Natural gas is set to pull away from its more polluting siblings, oil and coal.
Demand for gas will jump about 45% through 2040, driven by industrial users in Asia, Africa, Latin America and the Middle East, the International Energy Agency said in its 2017 World Energy Outlook report. Usage at the end of the period is seen 1.6% higher than in last year’s report, according to the Paris-based adviser.
The prediction marks a return to optimism from the IEA, which asked in 2011 whether gas was entering a “golden age” as a bridge fuel for countries that couldn’t immediately bear the cost of swapping out carbon-heavy coal for renewables. But then the agency turned more bearish on demand as the plummeting cost of wind and solar raised questions about the necessity of a transition fuel.
Now thanks to gas-friendly policies in China that target pollution, among other factors, use of natural gas is projected to expand 1.6% a year on average in the outlook period. That compares with 0.5% a year growth for oil and 0.2% a year for coal. “If governments target local pollution, like we’ve experienced now in China, this would definitely slow the growth of coal and open the way for gas,” Fatih Birol, executive director of the IEA, said at a press conference in London. It’s mostly “all good news for natural gas.”
Still, the report warned of “potential pitfalls.” The US shale boom was not replicated outside of America, limiting a buildup of cheap supply that could have opened up additional demand.

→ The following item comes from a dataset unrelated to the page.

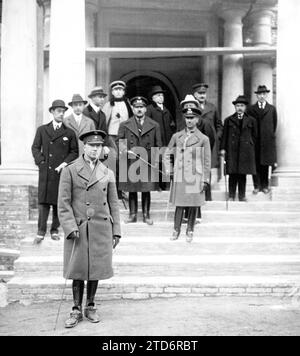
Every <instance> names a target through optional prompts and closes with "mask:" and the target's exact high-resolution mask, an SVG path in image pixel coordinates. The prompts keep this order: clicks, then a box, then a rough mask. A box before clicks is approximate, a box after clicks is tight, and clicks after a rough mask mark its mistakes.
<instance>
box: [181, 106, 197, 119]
mask: <svg viewBox="0 0 300 356" xmlns="http://www.w3.org/2000/svg"><path fill="white" fill-rule="evenodd" d="M182 113H183V116H184V117H185V118H188V117H195V116H201V115H202V111H201V110H200V109H197V108H186V109H183V110H182Z"/></svg>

Additionally, in countries such as India gas is only a small part of the energy mix, because switching can be expensive.
“If gas prices go up significantly, then there are two very strong competitors – coal and renewables,” Birol said. “The gas price trajectory is very important.”
What’s counteracted those setbacks, and kept gas on track to reach 25% of the world’s energy mix in 2040, a three percentage point gain, is industrial consumption. It accounts for more than 40% of additional gas use to 2025, while the power sector only accounts for 18% growth.
Much of this boost comes from the US, where a flood of cheap gas has displaced naphtha as a component of chemical production. Its use as a heating fuel gives gas a further edge with industrial users not wanting to convert everything to run on electricity.
The expansion of the liquefied natural gas trade has also helped. Qatar, currently the world’s largest exporter of LNG, earlier this year lifted a moratorium on production from the world’s largest gas field and said it will increase production capacity while the US and Russia are boosting exports. “Long-distance” gas trade will soar 75% by 2040, underpinned by the ample LNG supply, the report said.
“Our view is that the golden age of gas will continue,” Mel Ydreos, Toronto-based executive director of public affairs at the International Gas Union, said by telephone. “But we still have to ensure that governments and policy makers actually see it that way.”